今、クリーンセンターの後ろ浄水場があるすぐ上。あのあたりを「水落」と呼び、その畑には船を漕いで行っていた。昭和30年代前半までの事。


水落には三反以上畑があった。
あっこが主じゃった。

麦を植えたり、夏は除虫菊を植えたりしょうた。それと芋と。

弁当をもって畑にいきょうた。一人で行く時は別じゃが。

(遠くて)どうにもどうならんけぃ売ったんじゃが。
あきらさんかたへちいと売る。おごしへ売る。おごしに買うてくれた。
それで「ほりあげ」やこ買うた。もこさんかたに「娘を嫁にやるけぃ、金が要る」言うて売りにだした。
こっちが出さえすりゃぁ買ようた。


おさむは船を漕ぎょうた。


船がないと行けんけぇ。
今は「はたびら」まで車が上がる。

海辺を通たり、山のなかのこまい道を通たり。道はこまかった。

せいで、山根の海辺を岩ごろの上を歩いてかえりょうた。


「はたびら」はおじいちゃんが元気な頃買うた。みかんを植え取った、植え替えて枇杷を植えとった。ええ枇杷が成りょうた。
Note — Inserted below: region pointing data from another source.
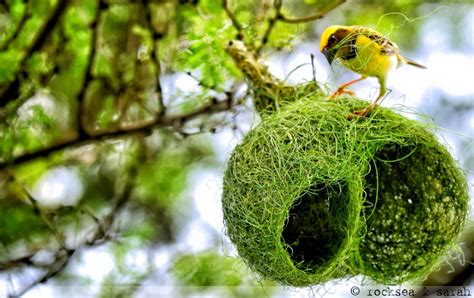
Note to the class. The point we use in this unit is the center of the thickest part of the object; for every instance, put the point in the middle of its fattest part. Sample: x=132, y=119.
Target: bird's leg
x=342, y=90
x=365, y=111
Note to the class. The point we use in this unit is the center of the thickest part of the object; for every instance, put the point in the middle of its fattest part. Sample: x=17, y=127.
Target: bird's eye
x=332, y=39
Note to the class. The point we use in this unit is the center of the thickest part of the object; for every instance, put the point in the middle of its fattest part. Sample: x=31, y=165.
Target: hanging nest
x=311, y=196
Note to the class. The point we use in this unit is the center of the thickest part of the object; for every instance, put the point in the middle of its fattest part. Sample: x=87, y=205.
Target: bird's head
x=333, y=40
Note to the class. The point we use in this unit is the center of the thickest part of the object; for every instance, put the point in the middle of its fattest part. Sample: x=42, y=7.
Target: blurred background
x=117, y=118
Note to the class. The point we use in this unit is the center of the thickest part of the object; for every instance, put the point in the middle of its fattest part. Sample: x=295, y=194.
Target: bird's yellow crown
x=328, y=32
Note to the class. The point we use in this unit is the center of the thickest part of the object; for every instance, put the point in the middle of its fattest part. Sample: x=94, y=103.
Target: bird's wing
x=388, y=47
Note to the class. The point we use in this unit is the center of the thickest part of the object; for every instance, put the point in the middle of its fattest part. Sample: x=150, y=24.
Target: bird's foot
x=340, y=91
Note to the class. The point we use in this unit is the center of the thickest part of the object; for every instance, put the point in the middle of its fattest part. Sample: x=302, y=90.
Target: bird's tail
x=411, y=62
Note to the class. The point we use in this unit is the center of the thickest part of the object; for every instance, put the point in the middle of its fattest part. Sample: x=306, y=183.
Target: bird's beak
x=329, y=54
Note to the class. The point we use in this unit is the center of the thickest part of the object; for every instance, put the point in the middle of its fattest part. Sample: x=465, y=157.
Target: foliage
x=208, y=271
x=95, y=88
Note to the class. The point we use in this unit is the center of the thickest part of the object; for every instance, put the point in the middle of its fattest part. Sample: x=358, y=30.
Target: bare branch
x=18, y=28
x=227, y=7
x=145, y=127
x=10, y=91
x=314, y=17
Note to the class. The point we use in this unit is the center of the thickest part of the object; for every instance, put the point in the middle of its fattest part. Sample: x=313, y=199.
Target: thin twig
x=101, y=233
x=145, y=127
x=10, y=91
x=19, y=27
x=314, y=17
x=88, y=76
x=227, y=7
x=156, y=37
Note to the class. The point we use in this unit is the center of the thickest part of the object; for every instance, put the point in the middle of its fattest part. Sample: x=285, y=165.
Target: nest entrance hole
x=314, y=228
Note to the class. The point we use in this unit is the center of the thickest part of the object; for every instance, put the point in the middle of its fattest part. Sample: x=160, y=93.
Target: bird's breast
x=367, y=58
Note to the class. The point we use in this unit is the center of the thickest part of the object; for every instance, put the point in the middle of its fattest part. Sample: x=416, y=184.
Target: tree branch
x=11, y=90
x=314, y=17
x=163, y=121
x=18, y=28
x=63, y=255
x=227, y=7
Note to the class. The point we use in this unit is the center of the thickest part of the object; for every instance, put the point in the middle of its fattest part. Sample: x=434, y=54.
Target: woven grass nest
x=311, y=196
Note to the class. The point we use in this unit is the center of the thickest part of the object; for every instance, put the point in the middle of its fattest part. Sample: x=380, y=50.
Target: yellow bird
x=364, y=51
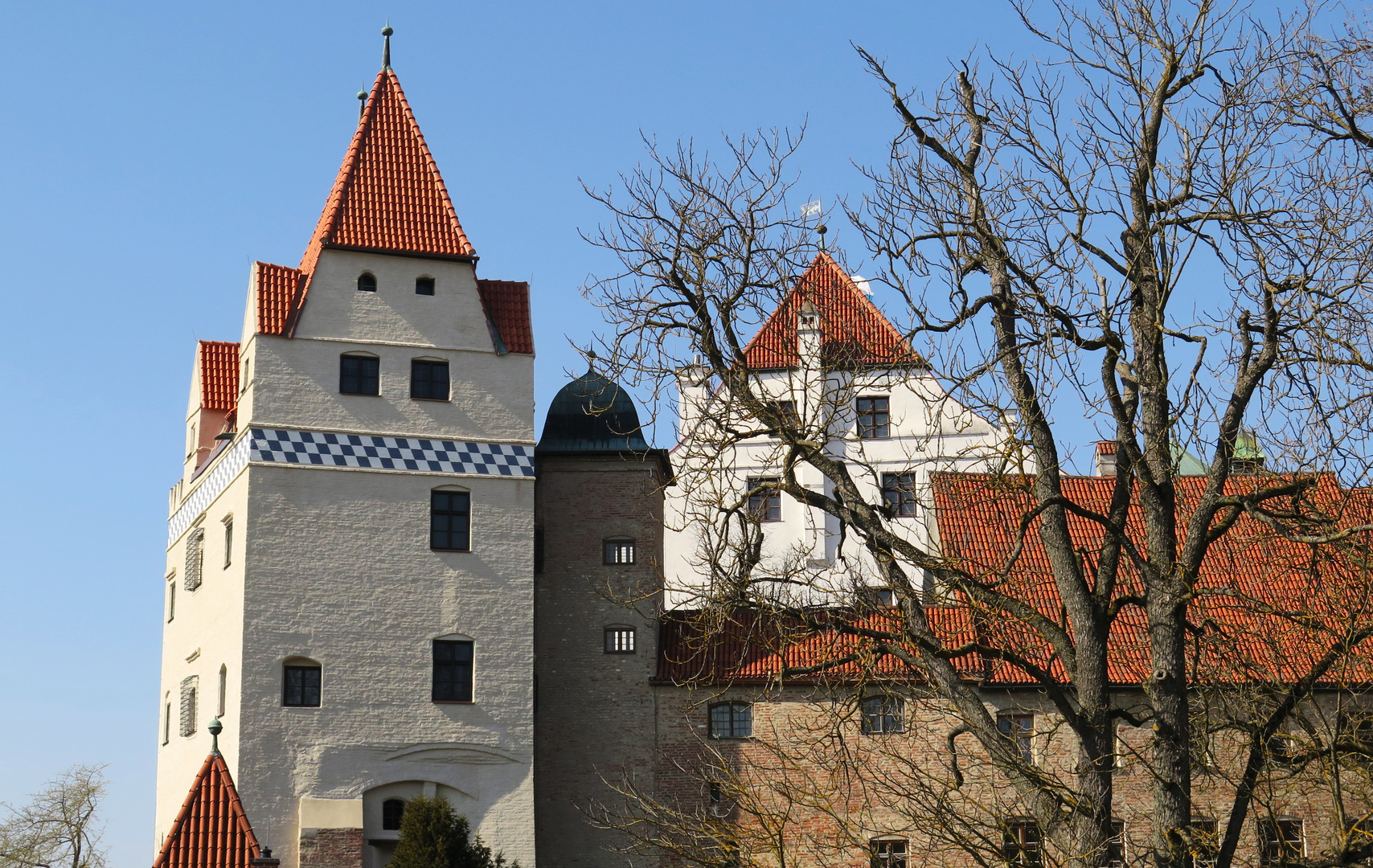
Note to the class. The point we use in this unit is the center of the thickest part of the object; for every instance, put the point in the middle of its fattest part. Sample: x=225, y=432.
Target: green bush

今はかずらがはえて、荒れ放題になっとる。



2002年1月1日・母の話





母の話・2002.9.15

水尻の東側の海辺
満潮の時も、通れる道がついとった。

歩いて急の(上り)の道じゃった。毎日行きょうた。

麦や芋や薄荷を植えとった。
三反あった。

おひちに茶碗や箸や茶をいれて・・、大荷物じゃった。みな持っていきょうた。

かんちゃん、ゆきのりさん、やっさん、やとう、
こうきちゃん方、中や、端や、あきらさん方、にいや、道を通って。(細いが)にぎやかな道じゃった。

船に積んで、港に揚げて、車(タイヤ付きの大八車)に乗せて、そうやってもって帰りょうた。

薩摩芋でもええのが出きょうたから売りょうた。年末には芋と米を少し売って金(カネ)にしょうた。
そうでもせんとカネが入るもんはなかった。